Concerning bacteria differential abundances, Streptococcus was identified as significantly increased in the LC group compared to non-LC, whereas in the comorbidity-controlled dataset Prevotella was identified to be augmented in LC* when contrasted with ILD. In addition, in the COPD group, Haemophilus proportions were found to be higher than in ILD. All these genera, typically associated with the oral microbiome, have already been reported as prevalent taxa in affected lungs of CLD patients12,16,18,42.

Notably, Streptococcus and Prevotella proportions, which discriminate our LC cases from other assorted pathologies (LC vs. non-LC and LC* vs ILD groups, respectively), replicated to some extent Tsay et al. (2018) findings, where the same taxa were identified as good predictors of LC18. Therefore, our results may also support the association between the high prevalence of these microbes and lung carcinogenesis.

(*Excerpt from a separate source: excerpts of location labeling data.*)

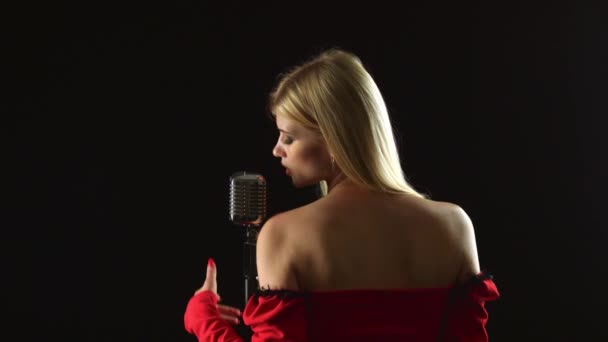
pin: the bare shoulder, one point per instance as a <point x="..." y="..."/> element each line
<point x="274" y="257"/>
<point x="462" y="227"/>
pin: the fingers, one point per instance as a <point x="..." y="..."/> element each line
<point x="210" y="283"/>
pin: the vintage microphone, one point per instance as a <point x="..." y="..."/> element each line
<point x="248" y="209"/>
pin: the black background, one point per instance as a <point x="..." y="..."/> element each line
<point x="125" y="121"/>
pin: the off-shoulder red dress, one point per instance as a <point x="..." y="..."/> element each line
<point x="435" y="314"/>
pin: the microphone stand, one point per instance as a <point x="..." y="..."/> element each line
<point x="249" y="261"/>
<point x="249" y="273"/>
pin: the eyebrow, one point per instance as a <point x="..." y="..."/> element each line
<point x="284" y="131"/>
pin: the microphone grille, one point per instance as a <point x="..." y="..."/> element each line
<point x="247" y="198"/>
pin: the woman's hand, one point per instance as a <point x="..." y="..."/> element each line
<point x="228" y="313"/>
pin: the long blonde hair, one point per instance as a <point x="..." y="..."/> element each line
<point x="333" y="94"/>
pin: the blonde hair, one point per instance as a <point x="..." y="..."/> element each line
<point x="333" y="94"/>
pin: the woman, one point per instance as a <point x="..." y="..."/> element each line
<point x="372" y="259"/>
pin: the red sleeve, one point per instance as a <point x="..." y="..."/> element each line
<point x="203" y="320"/>
<point x="275" y="318"/>
<point x="469" y="322"/>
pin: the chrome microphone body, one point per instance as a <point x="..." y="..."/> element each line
<point x="247" y="199"/>
<point x="247" y="208"/>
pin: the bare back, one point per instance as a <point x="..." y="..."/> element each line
<point x="359" y="239"/>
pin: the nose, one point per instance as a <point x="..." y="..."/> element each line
<point x="278" y="151"/>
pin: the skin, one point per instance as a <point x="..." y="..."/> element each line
<point x="408" y="242"/>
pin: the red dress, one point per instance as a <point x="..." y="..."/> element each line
<point x="434" y="314"/>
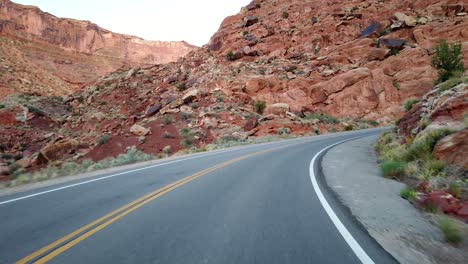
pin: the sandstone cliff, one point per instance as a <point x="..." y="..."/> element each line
<point x="317" y="66"/>
<point x="43" y="54"/>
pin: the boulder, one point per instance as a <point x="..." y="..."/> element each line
<point x="453" y="149"/>
<point x="248" y="51"/>
<point x="251" y="123"/>
<point x="370" y="30"/>
<point x="409" y="20"/>
<point x="190" y="95"/>
<point x="139" y="130"/>
<point x="99" y="116"/>
<point x="378" y="53"/>
<point x="153" y="109"/>
<point x="279" y="109"/>
<point x="58" y="150"/>
<point x="249" y="21"/>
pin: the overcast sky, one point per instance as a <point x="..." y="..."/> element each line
<point x="191" y="20"/>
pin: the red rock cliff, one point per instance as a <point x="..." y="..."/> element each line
<point x="69" y="52"/>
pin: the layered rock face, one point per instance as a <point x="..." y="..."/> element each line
<point x="277" y="67"/>
<point x="348" y="58"/>
<point x="48" y="55"/>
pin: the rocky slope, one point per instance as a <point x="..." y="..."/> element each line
<point x="318" y="66"/>
<point x="43" y="54"/>
<point x="432" y="144"/>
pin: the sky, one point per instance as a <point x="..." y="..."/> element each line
<point x="194" y="21"/>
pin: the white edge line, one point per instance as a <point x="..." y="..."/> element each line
<point x="140" y="169"/>
<point x="353" y="244"/>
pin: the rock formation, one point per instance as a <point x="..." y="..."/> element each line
<point x="276" y="67"/>
<point x="43" y="54"/>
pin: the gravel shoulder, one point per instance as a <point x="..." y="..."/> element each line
<point x="351" y="171"/>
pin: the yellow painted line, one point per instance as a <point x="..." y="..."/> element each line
<point x="119" y="213"/>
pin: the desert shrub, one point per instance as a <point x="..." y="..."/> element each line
<point x="452" y="82"/>
<point x="409" y="194"/>
<point x="409" y="104"/>
<point x="455" y="189"/>
<point x="396" y="85"/>
<point x="448" y="60"/>
<point x="436" y="166"/>
<point x="392" y="168"/>
<point x="103" y="139"/>
<point x="188" y="137"/>
<point x="230" y="56"/>
<point x="167" y="150"/>
<point x="435" y="135"/>
<point x="284" y="131"/>
<point x="450" y="230"/>
<point x="418" y="150"/>
<point x="259" y="106"/>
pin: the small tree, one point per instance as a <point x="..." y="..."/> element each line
<point x="448" y="60"/>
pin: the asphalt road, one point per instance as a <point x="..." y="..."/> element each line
<point x="253" y="204"/>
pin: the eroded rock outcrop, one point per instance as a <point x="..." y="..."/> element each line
<point x="43" y="54"/>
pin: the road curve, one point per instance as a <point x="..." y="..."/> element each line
<point x="253" y="204"/>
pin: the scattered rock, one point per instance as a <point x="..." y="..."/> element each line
<point x="153" y="109"/>
<point x="370" y="30"/>
<point x="139" y="130"/>
<point x="251" y="123"/>
<point x="58" y="150"/>
<point x="279" y="109"/>
<point x="249" y="21"/>
<point x="378" y="53"/>
<point x="248" y="51"/>
<point x="190" y="95"/>
<point x="314" y="20"/>
<point x="99" y="116"/>
<point x="409" y="20"/>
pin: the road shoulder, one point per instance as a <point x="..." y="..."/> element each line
<point x="350" y="170"/>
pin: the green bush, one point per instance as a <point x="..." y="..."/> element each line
<point x="409" y="104"/>
<point x="418" y="150"/>
<point x="452" y="82"/>
<point x="409" y="194"/>
<point x="259" y="106"/>
<point x="230" y="56"/>
<point x="188" y="136"/>
<point x="448" y="60"/>
<point x="284" y="131"/>
<point x="451" y="231"/>
<point x="393" y="168"/>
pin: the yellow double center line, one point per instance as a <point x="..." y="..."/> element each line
<point x="59" y="246"/>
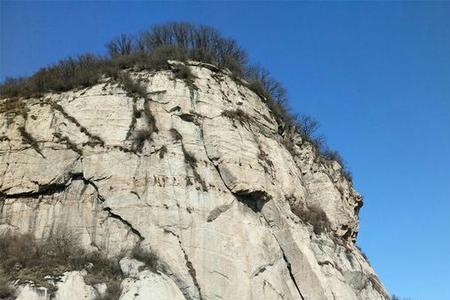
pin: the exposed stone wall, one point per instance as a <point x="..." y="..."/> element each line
<point x="211" y="189"/>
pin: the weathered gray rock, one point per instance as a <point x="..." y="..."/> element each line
<point x="217" y="197"/>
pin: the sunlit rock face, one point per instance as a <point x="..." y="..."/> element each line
<point x="196" y="172"/>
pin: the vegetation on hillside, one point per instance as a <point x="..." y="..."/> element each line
<point x="150" y="50"/>
<point x="24" y="259"/>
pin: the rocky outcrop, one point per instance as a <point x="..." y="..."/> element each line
<point x="196" y="172"/>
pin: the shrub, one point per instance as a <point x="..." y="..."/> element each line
<point x="151" y="50"/>
<point x="113" y="291"/>
<point x="6" y="291"/>
<point x="26" y="259"/>
<point x="120" y="46"/>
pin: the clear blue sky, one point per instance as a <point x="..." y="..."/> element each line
<point x="375" y="74"/>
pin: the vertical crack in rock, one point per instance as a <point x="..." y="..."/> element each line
<point x="240" y="196"/>
<point x="56" y="188"/>
<point x="122" y="220"/>
<point x="291" y="274"/>
<point x="29" y="139"/>
<point x="93" y="139"/>
<point x="191" y="270"/>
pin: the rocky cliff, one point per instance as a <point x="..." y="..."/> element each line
<point x="196" y="171"/>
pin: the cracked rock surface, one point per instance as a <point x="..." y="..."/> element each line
<point x="218" y="199"/>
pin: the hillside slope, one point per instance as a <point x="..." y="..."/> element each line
<point x="198" y="172"/>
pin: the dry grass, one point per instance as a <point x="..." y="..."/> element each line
<point x="25" y="259"/>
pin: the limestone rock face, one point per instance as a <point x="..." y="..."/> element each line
<point x="197" y="172"/>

To be more accurate, Tsay et al. (2018) demonstrated by means of in vitro studies that Streptococcus and Prevotella are able to induce the up-regulation of PI3K (phosphoinositide 3-kinase) and ERK (extracellular signal–regulated kinase) signaling pathways, which are associated with cancer transformation18. Importantly, Streptococcus is also a well-known pneumonia agent (Streptococcus pneumoniae), particularly among LC subjects. Moreover, Streptococcus has been shown to raise cytokine levels and promote diverse inflammatory responses through the activation of Toll-like receptors and by the degradation of extracellular matrix elements16,43.

Conversely, a high content of Prevotella in the airways has been correlated with enhanced concentrations of interleukin 17 (IL17), among other cytokines, and T helper 17 cells (Th17), underlying a status of subclinical lung inflammation seen also among healthy individuals5,44,45. Furthermore, in a recent study using bleomycin-induced mouse models of lung fibrosis, it was shown that a dysbiotic microbiome enriched in Prevotella could activate multiple pro-inflammatory and pro-fibrotic genes. These, in turn, were found to promote both lung immune cell infiltration and massive extracellular matrix deposition, ultimately leading to animal death in an IPF-like phenotype46. Once again, IL17 and Th17 cells were pinpointed as key drivers of inflammatory networks induced by Prevotella in mice46. In our study, we observed a decreased prevalence of Prevotella in the ILD cohort, but a higher prevalence in LC*. This may indicate a potential interaction between Prevotella and Th17 cells, which were hitherto shown to promote lung tumorigenesis47.

The detection of a higher proportion of Haemophilus in our COPD cases, a taxon frequently associated with acute exacerbations (Haemophilus influenzae), supports previous evidence for an early dysbiosis caused by this genus that can be observed even in stable phases of the disease9,10. Interestingly, Haemophilus has been described to provoke a more aggressive inflammatory response than Prevotella, as depicted by a fold increase in IL10, IL12 and IL23 cytokines48,49. In addition, it was correlated with the activation in the airways of the nuclear factor kappa beta (NF-KB) pathway and other inflammatory markers, such as IL1B and IL6, myeloperoxidase, and CXC-chemokine ligand 8. Moreover, Haemophilus is also capable of triggering other host responses that might be correlated with COPD pathogenesis, including the production of reactive oxygen species (ROS) and the formation of extracellular protease networks traps by both neutrophil and macrophage cells50,51.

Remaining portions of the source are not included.